Before I officiate a wedding I tell the couple that the wedding is not the marriage. The marrying of two persons begins before the wedding and will continue long after. Marrying is a process not a finished product. “To marry” literally means to link or fuse two things that naturally don’t belong to each other.
And so two people who were attracted to each other by chance or by match.com, attracted perhaps by something superficial or something profound, who have fallen in love, grown in friendship and maybe even lived together under the same roof for awhile now want something more: they want to celebrate publicly before family and friends what they have discovered to be true privately. They have found a good match, not perfect, but good enough. A suitable partner. Someone who makes them more than they are alone.
And thus a wedding is announced. Family and friends gather to witness the solemn promises of faithfulness. No, you are not perfect; nor am I, they say to each other. But I am more than willing to join my life with yours. And so before family and friends I solemnly promise to walk with you as far as the road may take us.

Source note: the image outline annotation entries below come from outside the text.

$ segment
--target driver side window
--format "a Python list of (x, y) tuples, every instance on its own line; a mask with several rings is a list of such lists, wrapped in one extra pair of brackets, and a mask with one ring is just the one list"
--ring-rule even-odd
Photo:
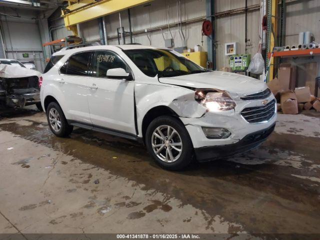
[(108, 70), (112, 68), (124, 68), (126, 72), (130, 72), (129, 67), (124, 60), (112, 52), (96, 52), (93, 65), (94, 76), (106, 78)]

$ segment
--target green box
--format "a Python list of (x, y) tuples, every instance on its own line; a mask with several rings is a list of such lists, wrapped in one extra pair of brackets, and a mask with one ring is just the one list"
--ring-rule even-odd
[(244, 72), (246, 70), (251, 60), (250, 54), (232, 55), (229, 57), (230, 67), (234, 72)]

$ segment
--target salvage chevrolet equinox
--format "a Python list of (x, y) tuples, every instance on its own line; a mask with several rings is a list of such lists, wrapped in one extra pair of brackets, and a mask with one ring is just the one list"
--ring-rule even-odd
[(274, 128), (276, 103), (265, 83), (206, 70), (170, 49), (62, 50), (44, 72), (41, 103), (54, 134), (76, 126), (138, 140), (170, 170), (248, 151)]

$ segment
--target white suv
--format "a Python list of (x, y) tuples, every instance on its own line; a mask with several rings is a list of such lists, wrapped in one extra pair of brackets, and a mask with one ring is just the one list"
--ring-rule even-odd
[(242, 153), (274, 128), (276, 103), (263, 82), (207, 70), (170, 49), (63, 50), (45, 72), (41, 102), (54, 134), (76, 126), (138, 140), (166, 169)]

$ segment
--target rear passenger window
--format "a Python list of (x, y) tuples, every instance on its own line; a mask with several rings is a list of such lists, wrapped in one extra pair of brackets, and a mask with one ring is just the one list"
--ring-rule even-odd
[(59, 60), (62, 58), (64, 57), (64, 55), (58, 55), (56, 56), (52, 56), (50, 58), (50, 60), (48, 62), (46, 66), (46, 68), (44, 68), (44, 74), (45, 74), (47, 72), (49, 71), (52, 67), (56, 65)]
[(91, 54), (91, 52), (87, 52), (72, 55), (60, 68), (60, 72), (68, 75), (88, 76)]
[(94, 58), (94, 76), (106, 78), (109, 69), (124, 68), (126, 72), (130, 70), (128, 66), (116, 54), (108, 51), (96, 52)]

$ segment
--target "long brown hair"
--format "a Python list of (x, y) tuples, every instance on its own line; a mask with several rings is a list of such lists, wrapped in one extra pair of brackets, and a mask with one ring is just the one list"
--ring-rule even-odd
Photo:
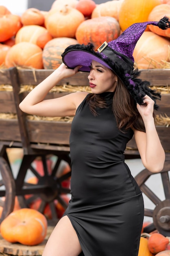
[[(98, 94), (89, 94), (87, 100), (92, 112), (95, 116), (97, 115), (96, 107), (107, 107), (105, 103)], [(113, 97), (113, 111), (118, 126), (122, 131), (129, 128), (145, 131), (144, 123), (136, 107), (136, 103), (118, 78)]]

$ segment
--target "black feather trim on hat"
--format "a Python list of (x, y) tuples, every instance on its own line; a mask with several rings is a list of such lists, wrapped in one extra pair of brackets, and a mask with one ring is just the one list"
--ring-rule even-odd
[[(64, 56), (69, 52), (74, 51), (76, 56), (77, 55), (76, 50), (84, 51), (90, 54), (89, 55), (89, 59), (93, 60), (93, 56), (94, 56), (107, 64), (122, 81), (136, 102), (140, 105), (143, 104), (143, 98), (146, 94), (147, 94), (154, 100), (155, 109), (156, 110), (158, 109), (159, 107), (156, 103), (156, 101), (161, 99), (160, 94), (149, 88), (150, 85), (149, 82), (142, 81), (138, 78), (140, 72), (139, 72), (137, 69), (134, 70), (133, 67), (128, 65), (114, 52), (113, 52), (111, 59), (103, 54), (96, 52), (94, 50), (94, 45), (90, 43), (87, 45), (83, 44), (72, 45), (65, 49), (61, 56), (63, 57), (63, 62), (69, 68), (74, 68), (76, 65), (72, 67), (69, 67), (68, 63), (64, 61)], [(83, 65), (83, 59), (82, 58)], [(76, 63), (75, 64), (76, 65)]]
[(170, 22), (169, 21), (169, 18), (166, 16), (160, 20), (158, 23), (158, 26), (160, 29), (165, 30), (170, 28)]

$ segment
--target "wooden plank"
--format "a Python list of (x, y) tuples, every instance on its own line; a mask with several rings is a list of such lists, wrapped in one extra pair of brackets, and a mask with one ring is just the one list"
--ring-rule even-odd
[[(52, 70), (18, 70), (20, 85), (37, 85), (54, 71)], [(89, 84), (88, 73), (80, 72), (75, 76), (62, 79), (58, 85), (69, 84), (72, 85), (87, 85)]]
[(9, 70), (0, 69), (0, 84), (11, 85)]
[(13, 92), (0, 92), (0, 109), (3, 113), (16, 113)]
[(165, 94), (161, 95), (161, 100), (157, 101), (159, 108), (158, 111), (155, 111), (156, 115), (164, 115), (166, 114), (168, 117), (170, 117), (170, 94)]
[(0, 123), (1, 141), (21, 141), (21, 136), (17, 119), (1, 119)]
[(70, 123), (31, 120), (27, 121), (26, 124), (31, 142), (69, 144)]
[[(0, 69), (0, 84), (11, 84), (9, 70)], [(170, 69), (139, 70), (140, 78), (150, 81), (152, 85), (170, 85)], [(52, 70), (18, 69), (20, 83), (21, 85), (36, 85), (54, 71)], [(88, 73), (80, 72), (75, 76), (62, 79), (58, 85), (88, 85)]]
[[(11, 84), (9, 69), (0, 70), (0, 84)], [(139, 70), (140, 78), (150, 81), (152, 85), (161, 86), (170, 84), (170, 69)], [(18, 69), (20, 83), (21, 85), (36, 85), (54, 71), (52, 70)], [(80, 72), (75, 76), (62, 79), (58, 85), (87, 85), (88, 73)]]
[(170, 85), (170, 69), (140, 70), (140, 78), (149, 81), (153, 86)]

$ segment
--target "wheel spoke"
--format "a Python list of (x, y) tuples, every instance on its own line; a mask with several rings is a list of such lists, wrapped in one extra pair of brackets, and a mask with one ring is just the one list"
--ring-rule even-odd
[(150, 209), (146, 209), (145, 208), (145, 216), (147, 216), (148, 217), (153, 217), (153, 210), (150, 210)]
[(42, 200), (41, 202), (40, 205), (38, 208), (38, 211), (41, 213), (43, 213), (45, 207), (46, 207), (46, 202), (45, 201)]
[(55, 163), (55, 166), (54, 167), (52, 171), (52, 173), (51, 174), (52, 176), (53, 177), (54, 177), (56, 173), (57, 172), (57, 171), (59, 169), (59, 167), (60, 165), (60, 164), (61, 162), (61, 159), (59, 157), (58, 157), (57, 159), (57, 160), (56, 162)]
[(161, 201), (149, 188), (144, 184), (140, 186), (140, 189), (148, 198), (156, 205), (160, 203)]
[(144, 229), (144, 232), (150, 233), (151, 232), (153, 232), (156, 229), (153, 223), (151, 223), (149, 225), (148, 225), (146, 227), (145, 227)]
[(161, 173), (166, 199), (170, 199), (170, 182), (168, 172)]
[(49, 175), (48, 169), (47, 166), (47, 162), (46, 156), (42, 156), (42, 162), (43, 164), (43, 168), (44, 176), (48, 176)]
[(71, 171), (68, 172), (65, 174), (64, 174), (62, 175), (61, 177), (59, 177), (58, 178), (57, 180), (59, 182), (62, 182), (62, 181), (64, 181), (65, 180), (68, 180), (69, 178), (71, 176)]
[(37, 171), (35, 170), (35, 169), (34, 168), (34, 167), (32, 166), (32, 165), (31, 165), (29, 166), (29, 169), (30, 169), (31, 171), (32, 171), (32, 172), (33, 173), (33, 174), (34, 174), (34, 175), (35, 176), (36, 176), (36, 177), (39, 180), (41, 178), (41, 175), (40, 175), (39, 174), (39, 173)]
[(63, 194), (69, 194), (70, 193), (70, 189), (61, 187), (60, 189), (60, 192)]

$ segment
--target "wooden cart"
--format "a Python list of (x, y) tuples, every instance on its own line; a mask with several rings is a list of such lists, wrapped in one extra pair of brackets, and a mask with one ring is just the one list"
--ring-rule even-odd
[[(62, 195), (69, 194), (70, 188), (63, 185), (71, 176), (71, 171), (59, 176), (59, 165), (62, 161), (70, 163), (69, 138), (71, 122), (31, 120), (20, 110), (19, 104), (28, 92), (21, 93), (24, 85), (36, 85), (50, 74), (52, 70), (23, 70), (12, 68), (2, 70), (0, 72), (0, 85), (11, 85), (13, 91), (0, 92), (0, 112), (16, 114), (16, 118), (0, 119), (0, 206), (3, 211), (0, 222), (13, 210), (14, 199), (17, 196), (21, 207), (28, 207), (35, 198), (39, 198), (41, 203), (39, 210), (44, 212), (47, 204), (50, 207), (52, 220), (56, 222), (58, 218), (54, 202), (57, 200), (65, 208), (67, 203)], [(151, 85), (170, 85), (170, 70), (146, 70), (142, 71), (141, 78), (148, 80)], [(88, 85), (87, 74), (79, 72), (74, 76), (61, 80), (57, 86), (70, 85), (72, 86)], [(49, 93), (47, 98), (57, 97), (68, 92)], [(166, 113), (170, 117), (170, 94), (163, 94), (158, 102), (159, 111), (156, 114)], [(153, 223), (144, 230), (150, 232), (157, 229), (163, 234), (170, 236), (170, 127), (157, 126), (162, 144), (166, 152), (166, 161), (161, 177), (165, 194), (161, 200), (148, 187), (147, 181), (154, 174), (144, 169), (135, 178), (141, 190), (155, 205), (154, 209), (145, 209), (145, 215), (152, 217)], [(14, 178), (11, 164), (7, 154), (8, 148), (22, 148), (23, 157), (16, 178)], [(126, 159), (139, 158), (133, 138), (129, 142), (125, 152)], [(55, 162), (50, 173), (48, 171), (47, 161), (50, 156), (54, 156)], [(40, 175), (34, 165), (38, 158), (42, 164), (44, 171)], [(26, 181), (28, 172), (31, 172), (37, 178), (36, 184)], [(26, 195), (30, 195), (26, 197)]]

And when you think about, that’s what we’ve witnessed today. Several persons who fell in love with this place, its people, its values, and its vision have found a good match for them and have publicly declared it so: I want to walk with you, to learn the way of love with you and to care for each other and our children in plenty and in want, in sickness and in health, in joy and in sorrow as far and as long as this road may take us.
Being a member of a church may mean many different things. But it’s more or less just this: a promise to be together as one body, like members of our own body that simply can’t live as well alone as they can together in harmony.
When one member rejoices, we all rejoice. When one suffers, we all suffer.
I will weep when you are weeping;
when you laugh, I’ll laugh with you.
I will share your joy and sorrow
‘til we’ve seen this journey through.